At the same time, having decided to follow their desires, many mothers begin to feel a rather painful feeling of guilt in front of the child for the fact that now he will be given less time.
One of the main reasons for this may be the stereotype imposed by society of an ideal mother who must do everything, always do her job perfectly at home and at work, giving maximum attention to her family and not forgetting about her career. And if something does not work out, then there is a feeling that something has been done wrong and it needs to be corrected ……….
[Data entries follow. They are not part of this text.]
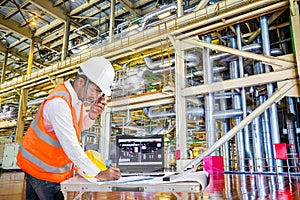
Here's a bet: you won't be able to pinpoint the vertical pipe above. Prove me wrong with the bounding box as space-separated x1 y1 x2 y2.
175 41 188 171
177 0 183 17
27 39 34 74
236 24 253 172
252 96 265 172
60 16 70 61
286 113 299 172
260 96 274 172
203 35 216 155
229 37 245 172
1 49 8 84
109 0 116 43
16 89 28 144
220 101 231 171
260 16 282 170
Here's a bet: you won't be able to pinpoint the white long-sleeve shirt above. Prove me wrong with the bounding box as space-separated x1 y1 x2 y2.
43 80 100 176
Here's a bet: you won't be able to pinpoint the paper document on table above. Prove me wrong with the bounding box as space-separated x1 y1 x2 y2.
77 171 208 189
79 176 161 185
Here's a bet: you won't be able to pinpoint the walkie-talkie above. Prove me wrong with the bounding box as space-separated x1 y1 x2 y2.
96 93 105 104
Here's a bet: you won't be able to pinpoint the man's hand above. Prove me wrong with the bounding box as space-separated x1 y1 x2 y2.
89 100 107 120
95 167 121 181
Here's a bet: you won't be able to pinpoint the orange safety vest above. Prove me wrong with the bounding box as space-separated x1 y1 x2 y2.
17 83 83 183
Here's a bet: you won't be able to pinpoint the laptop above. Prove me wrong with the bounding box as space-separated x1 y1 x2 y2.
116 135 164 176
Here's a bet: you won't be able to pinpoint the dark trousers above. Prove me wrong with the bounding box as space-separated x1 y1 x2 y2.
25 173 64 200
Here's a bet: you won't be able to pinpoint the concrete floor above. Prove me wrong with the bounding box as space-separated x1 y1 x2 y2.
0 171 300 200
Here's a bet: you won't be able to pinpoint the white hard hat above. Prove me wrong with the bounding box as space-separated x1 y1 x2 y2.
80 56 115 96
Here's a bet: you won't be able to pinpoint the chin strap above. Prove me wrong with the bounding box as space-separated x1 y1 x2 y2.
83 78 91 104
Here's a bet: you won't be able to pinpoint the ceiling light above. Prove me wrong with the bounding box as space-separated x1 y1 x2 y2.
157 12 171 19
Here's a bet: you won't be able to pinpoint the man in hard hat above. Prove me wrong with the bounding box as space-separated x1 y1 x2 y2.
17 57 121 200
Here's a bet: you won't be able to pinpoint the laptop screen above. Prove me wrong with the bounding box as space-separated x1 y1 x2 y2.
116 135 164 173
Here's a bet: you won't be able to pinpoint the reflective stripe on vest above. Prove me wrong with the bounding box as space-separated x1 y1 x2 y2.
31 91 70 148
31 109 61 148
19 145 72 173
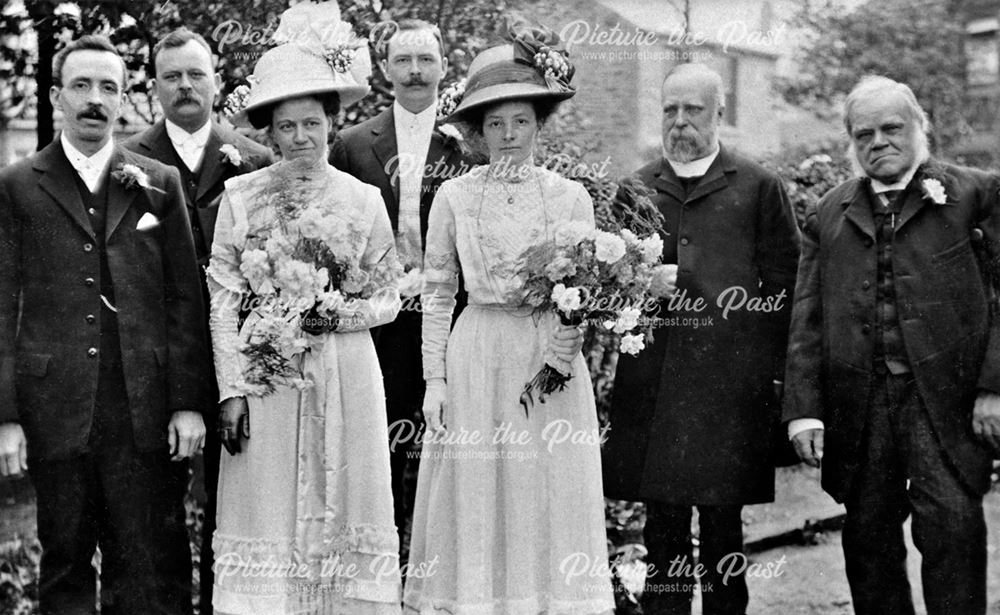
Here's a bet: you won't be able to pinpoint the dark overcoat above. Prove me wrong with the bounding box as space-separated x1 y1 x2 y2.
0 139 211 459
784 161 1000 501
604 148 798 504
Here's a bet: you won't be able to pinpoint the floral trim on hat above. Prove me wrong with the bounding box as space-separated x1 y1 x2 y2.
323 43 357 73
437 78 468 122
222 75 257 118
507 22 576 92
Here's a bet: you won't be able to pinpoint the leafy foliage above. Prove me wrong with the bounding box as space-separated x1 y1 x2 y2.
776 0 968 150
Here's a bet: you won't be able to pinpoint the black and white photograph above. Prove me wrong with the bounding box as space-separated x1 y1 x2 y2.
0 0 1000 615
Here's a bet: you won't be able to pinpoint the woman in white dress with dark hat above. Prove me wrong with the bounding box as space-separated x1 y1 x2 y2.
403 21 614 615
208 2 400 615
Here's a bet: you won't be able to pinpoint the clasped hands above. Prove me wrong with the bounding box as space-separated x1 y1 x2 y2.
422 323 583 432
0 410 205 476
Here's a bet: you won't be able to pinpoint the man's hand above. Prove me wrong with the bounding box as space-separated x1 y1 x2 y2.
649 265 677 299
422 378 448 432
549 323 583 363
792 429 823 468
972 391 1000 453
167 410 205 461
0 423 28 476
219 397 250 455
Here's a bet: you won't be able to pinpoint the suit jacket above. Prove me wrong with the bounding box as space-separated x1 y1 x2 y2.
0 139 208 459
330 106 473 247
783 160 1000 501
121 120 274 265
603 148 798 504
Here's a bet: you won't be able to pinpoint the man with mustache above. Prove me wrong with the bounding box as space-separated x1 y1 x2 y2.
122 27 273 615
784 77 1000 615
330 19 471 563
604 64 798 615
0 36 209 615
Moreover, under the influence of guilt, the behavior of a mother who devotes time to professional or personal interests can take destructive forms: buying the child many desired toys, indulging all his desires, the absence of any restrictions, requirements, regime, or excessive concern for the child's physical condition. etc. Also, as if apologizing for her absence to her husband, a woman often takes over most of the household responsibilities (according to statistics, more than 70%!).
So what can be done? I will give several arguments in favor of the fact that every mother, if she wishes, should have time for personal and professional matters
Firstly, only a happy mother can have a happy baby. It is known that the smaller the child, the more he is emotionally connected with his mother and all mother's emotions and mood are transmitted to him. But a person whose needs are not satisfied can hardly be happy. Therefore, forgetting about your interests is harmful both for yourself and your family!
Secondly, it is not the quantity that is important, but the quality of the time spent with the child. Very valuable for the baby is the possibility of daily full-fledged communication with the mother, whether it be joint games, conversations or other family events. You don't have to be around 24 hours a day for this. It is enough to set aside time for the child every day and fill him with positive emotions, while it is important to put aside laptops, phones and other household chores.
And, thirdly, it is impossible to keep up with everything in the world, and is it necessary ?! After all, some of the responsibilities at home can be shared with your husband or other household members. And it’s not so scary, in fact, if something planned remains unfulfilled. The main thing is that my mother always found time for herself, for relaxation, and of course for her family.